The senior pilot of an Air India jet that crashed in May was asleep for most with the flight after which produced critical errors since he was disoriented after waking up, based on Indian news reports.
The crash on May 22 in Mangalore, India, killed 158 men and women after the jet overran the runway and plunged off a cliff.
Capt. Zlatko Glusica was captured loudly snoring on a cockpit recorder, the accident investigation found, based on the Hindustan Times. The Associated Press confirmed the account from a federal government official who spoke on condition of anonymity since the report had not been presented towards the Indian Parliament.
After waking, Glusica did not respond when his co-pilot H.S. Ahluwalia repeatedly urged him to abort the landing.
Indian investigators stated that Glusica was suffering from "sleep inertia," a condition that can be deeply disorienting when an individual is awoken suddenly from deep sleep, based on the reports.
The accident may be the most clear-cut instance yet of the crash caused by a tired pilot and might affect the debate during the United States more than how to adjust pilot schedules to reduce fatigue, aviation safety experts say.
"This is almost a smoking gun," stated Curtis Graeber, a fatigue expert and consultant who specializes in pilot schedules.

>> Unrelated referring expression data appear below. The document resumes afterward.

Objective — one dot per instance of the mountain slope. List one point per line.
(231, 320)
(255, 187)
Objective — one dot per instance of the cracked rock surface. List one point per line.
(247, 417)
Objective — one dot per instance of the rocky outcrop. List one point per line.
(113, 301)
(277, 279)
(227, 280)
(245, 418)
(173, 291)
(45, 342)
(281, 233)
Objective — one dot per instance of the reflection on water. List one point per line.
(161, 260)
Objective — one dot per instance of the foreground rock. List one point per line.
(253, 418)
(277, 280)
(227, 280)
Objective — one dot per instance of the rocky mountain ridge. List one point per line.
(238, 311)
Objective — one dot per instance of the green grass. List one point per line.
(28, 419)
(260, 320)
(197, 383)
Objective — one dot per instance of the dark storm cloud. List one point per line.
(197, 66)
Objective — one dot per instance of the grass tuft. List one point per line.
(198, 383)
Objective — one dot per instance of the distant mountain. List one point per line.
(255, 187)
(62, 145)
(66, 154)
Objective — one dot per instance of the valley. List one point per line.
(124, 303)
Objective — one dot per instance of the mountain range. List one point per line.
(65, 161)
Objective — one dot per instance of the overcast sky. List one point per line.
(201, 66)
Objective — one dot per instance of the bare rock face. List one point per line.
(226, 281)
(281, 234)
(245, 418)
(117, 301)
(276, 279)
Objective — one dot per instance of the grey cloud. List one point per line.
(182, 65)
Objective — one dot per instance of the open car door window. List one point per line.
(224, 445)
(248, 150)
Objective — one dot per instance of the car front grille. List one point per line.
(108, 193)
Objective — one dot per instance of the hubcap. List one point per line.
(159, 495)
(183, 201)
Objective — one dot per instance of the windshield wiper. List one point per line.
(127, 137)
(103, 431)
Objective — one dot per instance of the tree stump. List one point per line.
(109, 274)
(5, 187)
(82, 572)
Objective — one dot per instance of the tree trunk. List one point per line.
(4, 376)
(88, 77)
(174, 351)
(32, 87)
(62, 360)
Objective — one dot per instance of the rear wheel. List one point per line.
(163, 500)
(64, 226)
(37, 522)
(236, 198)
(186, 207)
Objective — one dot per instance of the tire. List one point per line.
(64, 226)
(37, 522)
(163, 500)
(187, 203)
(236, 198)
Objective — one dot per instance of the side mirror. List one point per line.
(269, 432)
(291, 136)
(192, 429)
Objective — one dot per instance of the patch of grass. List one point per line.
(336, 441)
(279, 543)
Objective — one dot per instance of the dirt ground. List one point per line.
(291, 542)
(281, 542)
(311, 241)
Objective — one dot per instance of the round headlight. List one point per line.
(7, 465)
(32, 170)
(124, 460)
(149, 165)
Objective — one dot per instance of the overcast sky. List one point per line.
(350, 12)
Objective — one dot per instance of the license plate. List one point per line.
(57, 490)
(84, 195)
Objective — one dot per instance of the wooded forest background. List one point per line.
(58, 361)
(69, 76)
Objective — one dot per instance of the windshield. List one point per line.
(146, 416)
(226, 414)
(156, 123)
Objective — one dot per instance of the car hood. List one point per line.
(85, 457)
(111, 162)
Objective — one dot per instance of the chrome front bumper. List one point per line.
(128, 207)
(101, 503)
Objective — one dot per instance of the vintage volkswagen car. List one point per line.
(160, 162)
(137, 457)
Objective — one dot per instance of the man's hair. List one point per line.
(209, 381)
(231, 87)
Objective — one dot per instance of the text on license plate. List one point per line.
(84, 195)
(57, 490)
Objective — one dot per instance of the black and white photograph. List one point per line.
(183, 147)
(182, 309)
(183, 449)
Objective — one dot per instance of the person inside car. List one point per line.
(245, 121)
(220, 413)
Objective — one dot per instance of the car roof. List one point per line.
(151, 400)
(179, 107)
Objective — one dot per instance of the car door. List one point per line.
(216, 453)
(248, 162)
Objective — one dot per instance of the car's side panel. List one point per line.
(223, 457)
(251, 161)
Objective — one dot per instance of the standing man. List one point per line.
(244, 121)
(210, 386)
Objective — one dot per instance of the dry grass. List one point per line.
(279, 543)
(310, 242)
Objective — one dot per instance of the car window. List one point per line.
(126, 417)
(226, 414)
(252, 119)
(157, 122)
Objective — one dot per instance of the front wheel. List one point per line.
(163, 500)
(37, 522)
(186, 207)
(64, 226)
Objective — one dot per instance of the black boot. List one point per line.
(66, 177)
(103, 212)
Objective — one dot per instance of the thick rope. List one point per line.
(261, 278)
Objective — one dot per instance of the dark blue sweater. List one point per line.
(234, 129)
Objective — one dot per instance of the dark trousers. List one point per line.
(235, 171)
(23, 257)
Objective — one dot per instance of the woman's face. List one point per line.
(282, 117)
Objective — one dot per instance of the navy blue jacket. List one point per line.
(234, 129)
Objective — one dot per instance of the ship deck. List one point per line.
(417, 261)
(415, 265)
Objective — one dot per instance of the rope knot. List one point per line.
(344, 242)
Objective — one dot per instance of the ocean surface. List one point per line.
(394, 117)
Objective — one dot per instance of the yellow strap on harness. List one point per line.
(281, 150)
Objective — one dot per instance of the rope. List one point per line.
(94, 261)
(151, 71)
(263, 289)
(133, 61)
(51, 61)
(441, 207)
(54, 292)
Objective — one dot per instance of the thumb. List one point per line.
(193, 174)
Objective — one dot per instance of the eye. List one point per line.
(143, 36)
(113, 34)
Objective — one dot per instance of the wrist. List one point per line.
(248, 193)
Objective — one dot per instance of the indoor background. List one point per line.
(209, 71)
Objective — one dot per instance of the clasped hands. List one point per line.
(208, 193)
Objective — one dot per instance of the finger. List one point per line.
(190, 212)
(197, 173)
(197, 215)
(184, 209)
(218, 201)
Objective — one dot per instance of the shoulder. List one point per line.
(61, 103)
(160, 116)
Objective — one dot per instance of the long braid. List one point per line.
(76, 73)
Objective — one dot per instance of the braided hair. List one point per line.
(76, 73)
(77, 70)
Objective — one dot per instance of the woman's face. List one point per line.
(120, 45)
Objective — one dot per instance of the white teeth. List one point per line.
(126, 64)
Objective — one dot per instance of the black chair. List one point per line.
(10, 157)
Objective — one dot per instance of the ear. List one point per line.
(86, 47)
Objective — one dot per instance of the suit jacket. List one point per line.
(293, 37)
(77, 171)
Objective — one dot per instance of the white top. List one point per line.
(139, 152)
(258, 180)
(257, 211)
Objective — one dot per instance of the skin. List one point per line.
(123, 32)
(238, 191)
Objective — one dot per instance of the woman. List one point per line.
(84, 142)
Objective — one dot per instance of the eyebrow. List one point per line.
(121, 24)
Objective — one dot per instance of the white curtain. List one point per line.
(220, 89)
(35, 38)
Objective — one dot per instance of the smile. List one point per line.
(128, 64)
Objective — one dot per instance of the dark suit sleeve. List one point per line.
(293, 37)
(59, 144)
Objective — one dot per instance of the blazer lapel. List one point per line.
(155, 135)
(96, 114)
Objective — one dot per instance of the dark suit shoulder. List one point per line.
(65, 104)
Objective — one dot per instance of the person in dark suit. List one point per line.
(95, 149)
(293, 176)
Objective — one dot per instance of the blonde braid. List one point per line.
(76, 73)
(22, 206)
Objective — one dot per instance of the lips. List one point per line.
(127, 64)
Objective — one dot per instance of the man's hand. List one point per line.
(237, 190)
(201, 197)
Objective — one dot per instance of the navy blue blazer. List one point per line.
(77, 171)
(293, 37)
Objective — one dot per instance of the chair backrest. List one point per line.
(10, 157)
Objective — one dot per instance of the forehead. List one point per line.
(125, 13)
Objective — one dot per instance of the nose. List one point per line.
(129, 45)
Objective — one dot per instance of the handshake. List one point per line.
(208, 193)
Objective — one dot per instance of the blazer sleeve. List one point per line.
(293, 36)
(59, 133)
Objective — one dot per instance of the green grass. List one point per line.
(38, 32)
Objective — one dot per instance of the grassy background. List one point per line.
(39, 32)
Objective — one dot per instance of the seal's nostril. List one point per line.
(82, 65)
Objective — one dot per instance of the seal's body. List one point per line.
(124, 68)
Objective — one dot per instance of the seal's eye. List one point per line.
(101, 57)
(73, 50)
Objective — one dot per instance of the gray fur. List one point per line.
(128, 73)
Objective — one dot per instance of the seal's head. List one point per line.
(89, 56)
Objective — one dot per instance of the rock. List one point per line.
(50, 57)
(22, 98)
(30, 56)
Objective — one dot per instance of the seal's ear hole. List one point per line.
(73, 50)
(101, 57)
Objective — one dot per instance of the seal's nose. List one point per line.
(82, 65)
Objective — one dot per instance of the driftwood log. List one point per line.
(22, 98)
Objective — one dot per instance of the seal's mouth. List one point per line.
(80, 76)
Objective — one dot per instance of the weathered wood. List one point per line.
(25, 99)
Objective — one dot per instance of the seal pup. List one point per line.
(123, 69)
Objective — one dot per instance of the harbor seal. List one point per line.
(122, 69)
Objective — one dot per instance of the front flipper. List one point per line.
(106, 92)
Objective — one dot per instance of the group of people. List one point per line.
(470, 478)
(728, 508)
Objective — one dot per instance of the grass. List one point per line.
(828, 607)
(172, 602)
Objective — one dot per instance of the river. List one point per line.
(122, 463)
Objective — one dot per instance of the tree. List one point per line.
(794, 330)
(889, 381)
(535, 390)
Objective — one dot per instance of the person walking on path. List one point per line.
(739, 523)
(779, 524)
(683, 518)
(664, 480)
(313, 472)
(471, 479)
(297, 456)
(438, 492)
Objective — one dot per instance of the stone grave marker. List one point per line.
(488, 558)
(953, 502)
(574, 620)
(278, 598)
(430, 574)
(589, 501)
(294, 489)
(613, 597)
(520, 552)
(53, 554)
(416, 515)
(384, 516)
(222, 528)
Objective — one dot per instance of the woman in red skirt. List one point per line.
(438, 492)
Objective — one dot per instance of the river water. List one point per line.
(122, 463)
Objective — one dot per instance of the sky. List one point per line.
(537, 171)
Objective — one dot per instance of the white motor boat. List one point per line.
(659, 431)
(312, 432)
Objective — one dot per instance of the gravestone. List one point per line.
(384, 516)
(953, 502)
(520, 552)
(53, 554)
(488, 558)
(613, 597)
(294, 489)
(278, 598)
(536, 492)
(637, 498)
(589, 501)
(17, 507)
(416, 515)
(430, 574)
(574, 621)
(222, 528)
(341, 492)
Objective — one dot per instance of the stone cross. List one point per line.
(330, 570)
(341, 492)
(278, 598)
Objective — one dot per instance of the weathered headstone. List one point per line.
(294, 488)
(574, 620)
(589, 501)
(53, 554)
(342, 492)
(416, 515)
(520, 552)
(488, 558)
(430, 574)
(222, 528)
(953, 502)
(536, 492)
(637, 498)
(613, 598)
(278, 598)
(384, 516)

The U.S. National Transportation Safety Board has observed that fatigue played a role in several accidents, but has had to rely on circumstantial evidence. In the crash of the commuter plane on Feb. 12, 2009, near Buffalo that killed 50 people, investigators raised concerns that each pilots had not slept the night before, but stopped short of citing fatigue as being a cause.
Graeber and others could not recall a case wherever a pilot involved in an accident had been recorded even though asleep.
Two pilots on board a go! airlines flight in Hawaii on Feb. 13, 2007, fell asleep for at least 18 minutes, and their commuter jet flew past its destination, but the crew awoke in time to return to your safe landing.
In June 2008, an Air India aircraft headed to Mumbai flew past its destination with each pilots asleep. They landed after being awakened by air-traffic controllers.
The Federal Aviation Administration, under orders from Congress to address pilot fatigue, last September unveiled sweeping changes that would require longer rest periods for pilots. The proposal has met fierce opposition from airlines and some pilot unions.
John Cox, a retired airline pilot who works as being a safety consultant, stated he expects the Air India crash to be cited during the debate more than U.S. regulations.
Cox also cautioned that other factors might be blamed for ones India crash. For example, the co-pilot could have woken the captain earlier and been far more assertive, he said.
"This flies during the face of professional training," Cox said. "What has happened right here is tough to understand."
Cox and Graeber stated that the factors identified during the accident appear unlikely to come during the USA, wherever co-pilots are trained to speak up if they have safety concerns.